Par les ambitions qu’elle révèle, par la qualité d’exécution dont elle se targue, par la polyvalence créatrice qu’elle expérimente, par les chemins ambiancés qu’elle éprouve, par les émotions qu’elle suscite (woahhhhh les huit dernières minutes de "Our Vile Roots Flourish Beyond Light"), la première création d’Epiphanic Truth prend les traits saillants d’un OBJET MUSICAL TOTAL, dont la maxime suprême serait « Fuck le zeitgeist ! ». En effet, cette musique devrait impacter chaque fan de Metal et peu importe ses goûts, son époque, son profil, ses affinités, sa trajectoire de vie, ses origines. Vous avez en face de vous du Pan-Metal en quelque sorte, celui-là même qui transcende les frontières existant prétendument entre toutes les nuances de cette musique extrême.

 

La galette polymorphe portée par cette troupe anonyme de Metal avant-gardiste dispose d’une structure interne tellement époustouflante qu’elle nous balance constamment entre émotions créatrices et destructrices. Plus encore, bien qu’il n'offre aucun accès facile, ce Dark Triad achève d’unir par des liens particulièrement forts l’auteur, l’œuvre et le public, au point que la production, la diffusion et la réception de la musique sont trois qui ne font qu’un ici.

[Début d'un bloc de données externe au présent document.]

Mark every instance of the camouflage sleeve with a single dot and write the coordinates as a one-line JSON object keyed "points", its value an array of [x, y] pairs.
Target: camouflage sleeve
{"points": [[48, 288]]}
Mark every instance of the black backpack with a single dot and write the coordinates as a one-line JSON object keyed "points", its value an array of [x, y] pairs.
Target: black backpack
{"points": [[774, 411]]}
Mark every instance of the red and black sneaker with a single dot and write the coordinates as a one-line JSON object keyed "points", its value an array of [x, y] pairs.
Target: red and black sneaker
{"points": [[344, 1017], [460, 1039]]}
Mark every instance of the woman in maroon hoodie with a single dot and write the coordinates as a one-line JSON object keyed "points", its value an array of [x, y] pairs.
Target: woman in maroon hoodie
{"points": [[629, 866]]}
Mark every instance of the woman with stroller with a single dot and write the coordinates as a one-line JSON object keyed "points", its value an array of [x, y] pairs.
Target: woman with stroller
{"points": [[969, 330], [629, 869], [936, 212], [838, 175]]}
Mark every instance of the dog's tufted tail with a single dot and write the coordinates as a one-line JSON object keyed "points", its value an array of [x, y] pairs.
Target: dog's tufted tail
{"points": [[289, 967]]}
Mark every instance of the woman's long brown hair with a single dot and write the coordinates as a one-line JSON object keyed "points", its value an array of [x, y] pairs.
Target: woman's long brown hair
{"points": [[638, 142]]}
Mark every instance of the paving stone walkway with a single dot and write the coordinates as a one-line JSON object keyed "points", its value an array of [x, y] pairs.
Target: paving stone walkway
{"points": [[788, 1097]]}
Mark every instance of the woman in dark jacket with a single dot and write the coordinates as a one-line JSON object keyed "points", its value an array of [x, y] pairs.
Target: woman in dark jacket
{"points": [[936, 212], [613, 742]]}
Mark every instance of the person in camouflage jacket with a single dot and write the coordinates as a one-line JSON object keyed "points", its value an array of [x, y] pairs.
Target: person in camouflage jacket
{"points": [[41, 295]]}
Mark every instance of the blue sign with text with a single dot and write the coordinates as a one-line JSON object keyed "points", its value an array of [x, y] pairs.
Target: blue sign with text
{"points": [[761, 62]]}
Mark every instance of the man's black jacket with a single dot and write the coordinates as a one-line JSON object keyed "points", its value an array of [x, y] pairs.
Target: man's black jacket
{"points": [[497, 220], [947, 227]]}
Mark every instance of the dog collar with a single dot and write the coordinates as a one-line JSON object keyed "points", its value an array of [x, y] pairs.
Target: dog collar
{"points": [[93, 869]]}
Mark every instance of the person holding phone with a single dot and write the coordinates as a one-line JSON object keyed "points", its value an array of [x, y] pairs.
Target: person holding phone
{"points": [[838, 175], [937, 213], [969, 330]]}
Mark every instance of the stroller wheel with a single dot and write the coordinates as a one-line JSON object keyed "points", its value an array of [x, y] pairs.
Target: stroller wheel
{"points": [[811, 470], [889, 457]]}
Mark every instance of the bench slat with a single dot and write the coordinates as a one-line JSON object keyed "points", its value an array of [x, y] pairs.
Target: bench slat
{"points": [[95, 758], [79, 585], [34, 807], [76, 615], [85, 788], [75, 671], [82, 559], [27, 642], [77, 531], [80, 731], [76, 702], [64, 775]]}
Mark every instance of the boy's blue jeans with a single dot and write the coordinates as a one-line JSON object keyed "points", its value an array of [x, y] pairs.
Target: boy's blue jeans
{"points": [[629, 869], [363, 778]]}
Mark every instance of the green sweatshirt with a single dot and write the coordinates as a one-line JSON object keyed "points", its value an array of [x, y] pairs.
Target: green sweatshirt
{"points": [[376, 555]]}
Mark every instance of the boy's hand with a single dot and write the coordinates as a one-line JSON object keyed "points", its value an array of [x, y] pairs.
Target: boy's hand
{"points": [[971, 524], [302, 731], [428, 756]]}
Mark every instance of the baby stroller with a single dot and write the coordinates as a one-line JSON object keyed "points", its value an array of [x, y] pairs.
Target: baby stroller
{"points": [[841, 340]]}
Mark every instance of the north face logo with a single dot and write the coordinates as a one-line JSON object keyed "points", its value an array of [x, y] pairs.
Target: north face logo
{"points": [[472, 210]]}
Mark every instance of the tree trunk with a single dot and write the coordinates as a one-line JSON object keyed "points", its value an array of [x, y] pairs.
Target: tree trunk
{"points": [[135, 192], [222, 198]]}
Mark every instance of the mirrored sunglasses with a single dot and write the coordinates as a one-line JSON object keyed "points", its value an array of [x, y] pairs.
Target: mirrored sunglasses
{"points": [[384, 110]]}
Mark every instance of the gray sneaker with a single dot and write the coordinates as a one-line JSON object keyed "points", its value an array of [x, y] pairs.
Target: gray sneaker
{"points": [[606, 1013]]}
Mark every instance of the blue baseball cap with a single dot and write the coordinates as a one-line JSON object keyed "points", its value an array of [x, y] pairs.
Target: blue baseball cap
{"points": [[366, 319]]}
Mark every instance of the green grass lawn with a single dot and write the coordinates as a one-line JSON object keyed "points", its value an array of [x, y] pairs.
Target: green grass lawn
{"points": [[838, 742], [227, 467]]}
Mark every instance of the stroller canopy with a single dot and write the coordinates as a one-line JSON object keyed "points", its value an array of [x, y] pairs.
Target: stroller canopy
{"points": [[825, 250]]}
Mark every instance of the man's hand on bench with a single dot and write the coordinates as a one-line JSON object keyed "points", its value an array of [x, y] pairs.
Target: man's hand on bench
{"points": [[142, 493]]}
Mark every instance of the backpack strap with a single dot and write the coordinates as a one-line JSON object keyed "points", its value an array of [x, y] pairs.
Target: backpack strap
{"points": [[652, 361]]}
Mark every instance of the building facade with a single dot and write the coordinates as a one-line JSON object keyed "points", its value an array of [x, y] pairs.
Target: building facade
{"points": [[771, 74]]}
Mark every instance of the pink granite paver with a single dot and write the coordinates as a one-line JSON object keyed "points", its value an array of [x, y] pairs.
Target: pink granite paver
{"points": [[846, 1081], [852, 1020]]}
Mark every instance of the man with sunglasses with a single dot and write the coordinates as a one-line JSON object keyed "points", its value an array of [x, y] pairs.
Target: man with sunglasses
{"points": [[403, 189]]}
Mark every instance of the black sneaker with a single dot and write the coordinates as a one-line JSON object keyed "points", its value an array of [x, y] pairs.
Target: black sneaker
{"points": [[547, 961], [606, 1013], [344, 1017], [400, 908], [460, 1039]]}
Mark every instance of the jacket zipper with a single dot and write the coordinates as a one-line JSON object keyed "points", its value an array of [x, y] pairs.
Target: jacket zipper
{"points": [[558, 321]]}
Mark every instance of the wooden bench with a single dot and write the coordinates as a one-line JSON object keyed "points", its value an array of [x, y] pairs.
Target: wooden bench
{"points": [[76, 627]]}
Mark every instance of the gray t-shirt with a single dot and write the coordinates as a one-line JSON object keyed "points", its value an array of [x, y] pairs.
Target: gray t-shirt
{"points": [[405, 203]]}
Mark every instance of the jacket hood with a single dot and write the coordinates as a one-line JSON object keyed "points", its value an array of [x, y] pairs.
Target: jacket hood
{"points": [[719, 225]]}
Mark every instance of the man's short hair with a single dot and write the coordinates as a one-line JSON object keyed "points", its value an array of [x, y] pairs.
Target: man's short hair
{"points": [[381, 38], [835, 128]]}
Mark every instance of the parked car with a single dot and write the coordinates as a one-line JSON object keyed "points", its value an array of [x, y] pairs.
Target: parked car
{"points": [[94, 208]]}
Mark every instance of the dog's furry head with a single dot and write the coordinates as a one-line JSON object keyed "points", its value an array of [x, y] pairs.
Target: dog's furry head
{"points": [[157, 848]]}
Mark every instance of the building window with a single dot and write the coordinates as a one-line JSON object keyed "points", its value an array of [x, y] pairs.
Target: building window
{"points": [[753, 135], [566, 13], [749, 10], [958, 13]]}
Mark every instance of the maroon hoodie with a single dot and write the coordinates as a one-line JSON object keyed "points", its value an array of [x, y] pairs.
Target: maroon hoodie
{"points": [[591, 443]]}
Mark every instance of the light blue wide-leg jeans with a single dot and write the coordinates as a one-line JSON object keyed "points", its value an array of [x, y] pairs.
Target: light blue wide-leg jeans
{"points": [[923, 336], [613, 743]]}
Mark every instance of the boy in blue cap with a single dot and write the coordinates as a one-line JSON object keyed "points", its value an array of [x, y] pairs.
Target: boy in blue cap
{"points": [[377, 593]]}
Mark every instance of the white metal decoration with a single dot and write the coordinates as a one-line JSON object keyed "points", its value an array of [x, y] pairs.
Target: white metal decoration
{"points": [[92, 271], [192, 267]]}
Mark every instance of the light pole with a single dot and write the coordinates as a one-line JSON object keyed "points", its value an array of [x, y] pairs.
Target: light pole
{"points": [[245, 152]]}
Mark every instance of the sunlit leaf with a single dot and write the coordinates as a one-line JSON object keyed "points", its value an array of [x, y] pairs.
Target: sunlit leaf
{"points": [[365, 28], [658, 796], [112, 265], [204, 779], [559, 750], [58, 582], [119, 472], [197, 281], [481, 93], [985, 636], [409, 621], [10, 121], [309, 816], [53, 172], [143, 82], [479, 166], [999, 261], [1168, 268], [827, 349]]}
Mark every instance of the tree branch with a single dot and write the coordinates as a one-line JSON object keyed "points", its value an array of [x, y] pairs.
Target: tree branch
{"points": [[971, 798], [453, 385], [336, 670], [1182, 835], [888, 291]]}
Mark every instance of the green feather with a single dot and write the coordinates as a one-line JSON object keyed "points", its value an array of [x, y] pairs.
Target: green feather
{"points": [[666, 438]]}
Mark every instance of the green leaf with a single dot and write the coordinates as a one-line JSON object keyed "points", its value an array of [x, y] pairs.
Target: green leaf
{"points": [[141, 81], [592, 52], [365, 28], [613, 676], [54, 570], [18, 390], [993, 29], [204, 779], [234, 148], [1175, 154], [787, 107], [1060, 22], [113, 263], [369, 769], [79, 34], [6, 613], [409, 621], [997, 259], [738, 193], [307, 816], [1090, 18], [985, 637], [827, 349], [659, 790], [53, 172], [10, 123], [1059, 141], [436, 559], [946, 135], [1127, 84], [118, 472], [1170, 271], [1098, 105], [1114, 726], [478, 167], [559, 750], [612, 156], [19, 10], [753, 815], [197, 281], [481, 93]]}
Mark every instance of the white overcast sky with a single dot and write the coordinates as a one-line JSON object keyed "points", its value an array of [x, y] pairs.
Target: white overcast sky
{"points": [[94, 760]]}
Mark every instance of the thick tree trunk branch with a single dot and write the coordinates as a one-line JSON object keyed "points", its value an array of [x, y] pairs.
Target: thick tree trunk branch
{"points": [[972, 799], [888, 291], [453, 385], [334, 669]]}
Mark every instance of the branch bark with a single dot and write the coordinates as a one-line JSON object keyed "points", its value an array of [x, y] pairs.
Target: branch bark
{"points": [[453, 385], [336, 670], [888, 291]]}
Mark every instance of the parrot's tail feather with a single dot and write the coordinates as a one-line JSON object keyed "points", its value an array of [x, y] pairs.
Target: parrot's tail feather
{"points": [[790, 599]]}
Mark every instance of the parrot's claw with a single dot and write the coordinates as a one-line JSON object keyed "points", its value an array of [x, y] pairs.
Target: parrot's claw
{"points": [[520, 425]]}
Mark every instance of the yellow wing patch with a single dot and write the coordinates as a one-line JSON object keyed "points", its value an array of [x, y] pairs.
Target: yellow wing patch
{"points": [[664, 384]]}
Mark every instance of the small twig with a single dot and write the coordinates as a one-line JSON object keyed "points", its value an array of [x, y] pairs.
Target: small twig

Dans ces conditions, pour quelles raisons cette poutre ne se placerait-elle donc pas en très haute altitude au sein de mon Top 2021 ?

photo de Seisachtheion
le 12/08/2021

7 COMMENTAIRES

Xuaterc

Xuaterc le 12/08/2021 à 12:03:31

Une des très grosses réussites de 2021.
Super chro

Marc

Marc le 12/08/2021 à 16:02:28

C'est chaud comme chro, d'un côté on a envie de se jeter dessus. De l'autre on a vraiment peur d'être déçu vu l'enthousiasme de l'auteur !
Merci en tout cas : ))

Seisachtheion

Seisachtheion le 12/08/2021 à 16:31:21

Pas trop l'habitude @Marc de jouer les thuriféraires...
...Tu peux y aller les yeux fermés mais les ouïes bien ouvertes.

Pingouins

Pingouins le 12/08/2021 à 17:37:04

Super chro en effet, j'irai écouter ça dès que j'aurai un minimum de connexion et de temps au calme, parce que ça donne envie !

8oris

8oris le 13/08/2021 à 02:43:22

Chronique absolument superbe!
Ça donne envie, c'est bien amené, c'est long mais c'est bon.
Grosse decouverte de l'année pour moi aussi. Un groupe vraiment unique et qui a quelque chose de nouveau et titres complet à proposer.

Marc

Marc le 13/08/2021 à 09:39:53

@Seisachtheion j'espère que tu n'as pas mal pris mon commentaire hein, c'est juste que ta chronique élève de hautes espérances dans mon petit coeur ❤️

Pingouins

Pingouins le 09/03/2022 à 10:27:08

Ce passage psychédélique au milieu du second morceau, franchement, je ne m'en lasse pas (comme de toute cet excellentissime album d'ailleurs).